Fanis gritted his teeth at the respectful title, mumbled a “Well we find you,” and scanned the crates of onions, tomatoes, lemons, and potatoes lying on the sidewalk. He asked for a half-liter bottle of water.
After finishing his errand, he should have gone straight home. Instead he moved on toward the inevitable. He looked frequently over his shoulder to make sure that the next truck did not flatten him like roadkill. He turned into Ağa Hamamı Street and continued walking until he arrived at the dreaded cul-de-sac. For years his heart had been breaking whenever he unwittingly caught sight of the satellite dishes, crumbling stairs, corrugated plastic sheets installed as awnings, and other signs that the mansions of Kalypso’s street had become poor tenements. On that day, however, he received an even greater shock: the exterior of the wooden house where she had lived had been completely renovated. Its front stairs had been redone with new marble, its corroding door replaced with a steel security door painted bright green, and its shingles varnished to a shine he had not seen in over fifty years. Fanis ascended the alley. Two little girls sitting in the doorway of another house giggled. They were probably laughing at him, a short old man turning in circles and looking up at those houses as if he were lost not in space, but in time.

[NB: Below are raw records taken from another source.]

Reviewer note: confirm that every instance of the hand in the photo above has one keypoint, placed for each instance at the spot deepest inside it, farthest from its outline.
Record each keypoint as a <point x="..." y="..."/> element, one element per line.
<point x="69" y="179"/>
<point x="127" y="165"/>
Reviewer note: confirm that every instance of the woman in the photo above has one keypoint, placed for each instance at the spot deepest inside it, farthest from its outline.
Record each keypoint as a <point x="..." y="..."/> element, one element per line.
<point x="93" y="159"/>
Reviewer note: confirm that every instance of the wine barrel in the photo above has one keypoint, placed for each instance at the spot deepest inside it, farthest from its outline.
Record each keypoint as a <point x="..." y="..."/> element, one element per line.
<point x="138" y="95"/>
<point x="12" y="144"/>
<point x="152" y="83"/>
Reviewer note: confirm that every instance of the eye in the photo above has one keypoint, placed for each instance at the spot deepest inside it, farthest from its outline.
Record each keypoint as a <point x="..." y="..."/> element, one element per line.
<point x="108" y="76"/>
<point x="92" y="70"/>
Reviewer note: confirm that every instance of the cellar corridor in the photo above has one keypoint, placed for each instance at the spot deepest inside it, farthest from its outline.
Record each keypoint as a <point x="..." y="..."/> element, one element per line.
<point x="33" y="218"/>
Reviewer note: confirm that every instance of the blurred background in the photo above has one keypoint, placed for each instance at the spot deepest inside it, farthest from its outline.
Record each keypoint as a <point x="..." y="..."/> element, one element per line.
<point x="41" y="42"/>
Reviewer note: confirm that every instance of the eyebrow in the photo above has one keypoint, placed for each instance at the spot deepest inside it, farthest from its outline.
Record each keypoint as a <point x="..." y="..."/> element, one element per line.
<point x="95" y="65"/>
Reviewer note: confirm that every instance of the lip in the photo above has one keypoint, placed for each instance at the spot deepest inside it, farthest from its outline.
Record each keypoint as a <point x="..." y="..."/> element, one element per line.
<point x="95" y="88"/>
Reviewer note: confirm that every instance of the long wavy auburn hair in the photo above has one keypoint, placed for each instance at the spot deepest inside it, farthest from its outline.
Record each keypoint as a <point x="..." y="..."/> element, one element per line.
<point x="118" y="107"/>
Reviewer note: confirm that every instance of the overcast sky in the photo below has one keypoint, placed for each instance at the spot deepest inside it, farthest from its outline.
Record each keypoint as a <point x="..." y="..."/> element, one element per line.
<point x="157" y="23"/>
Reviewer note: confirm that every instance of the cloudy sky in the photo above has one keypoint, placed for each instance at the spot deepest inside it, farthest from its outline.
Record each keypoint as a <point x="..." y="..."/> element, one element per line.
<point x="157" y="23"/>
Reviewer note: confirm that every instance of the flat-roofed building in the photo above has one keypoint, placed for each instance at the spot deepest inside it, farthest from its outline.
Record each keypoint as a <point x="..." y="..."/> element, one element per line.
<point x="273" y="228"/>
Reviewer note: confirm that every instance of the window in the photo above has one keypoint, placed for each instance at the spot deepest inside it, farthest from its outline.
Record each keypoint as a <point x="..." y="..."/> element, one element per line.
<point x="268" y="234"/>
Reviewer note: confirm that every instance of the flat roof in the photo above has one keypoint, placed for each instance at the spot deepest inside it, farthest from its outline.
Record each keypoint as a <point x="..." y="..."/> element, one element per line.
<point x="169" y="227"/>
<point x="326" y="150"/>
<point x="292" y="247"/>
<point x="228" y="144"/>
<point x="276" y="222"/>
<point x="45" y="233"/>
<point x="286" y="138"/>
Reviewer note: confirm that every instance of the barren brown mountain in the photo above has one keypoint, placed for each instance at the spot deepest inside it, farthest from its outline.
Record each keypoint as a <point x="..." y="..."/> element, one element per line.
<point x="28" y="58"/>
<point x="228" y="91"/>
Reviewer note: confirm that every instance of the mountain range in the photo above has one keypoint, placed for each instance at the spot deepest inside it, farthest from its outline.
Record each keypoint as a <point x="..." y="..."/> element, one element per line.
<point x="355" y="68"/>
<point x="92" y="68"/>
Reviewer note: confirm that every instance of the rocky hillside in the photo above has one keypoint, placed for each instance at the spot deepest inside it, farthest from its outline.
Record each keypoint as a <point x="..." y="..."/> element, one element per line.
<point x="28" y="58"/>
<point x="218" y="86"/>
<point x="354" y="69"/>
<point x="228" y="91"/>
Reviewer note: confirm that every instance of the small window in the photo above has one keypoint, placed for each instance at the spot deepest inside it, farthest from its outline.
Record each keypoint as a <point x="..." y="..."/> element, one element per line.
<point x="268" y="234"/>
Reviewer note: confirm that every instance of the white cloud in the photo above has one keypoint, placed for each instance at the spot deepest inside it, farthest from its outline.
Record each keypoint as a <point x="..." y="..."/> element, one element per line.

Fanis returned home and went straight to his mother’s room, which he maintained exactly as it had been during her lifetime. He sat down on the violet-embroidered coverlet that his mother had made before she was married. Above the headboard, in a heavy, gold-painted frame was a vista of the Bosporus lined with pine trees. On the nightstand was his parents’ wedding photograph, taken on the steps of the Panagia. He knew that if he looked into the armoire, he would find all his mother’s clothes protected by prodigious amounts of naphthalene and lavender. Since her death he had not dared open it even once.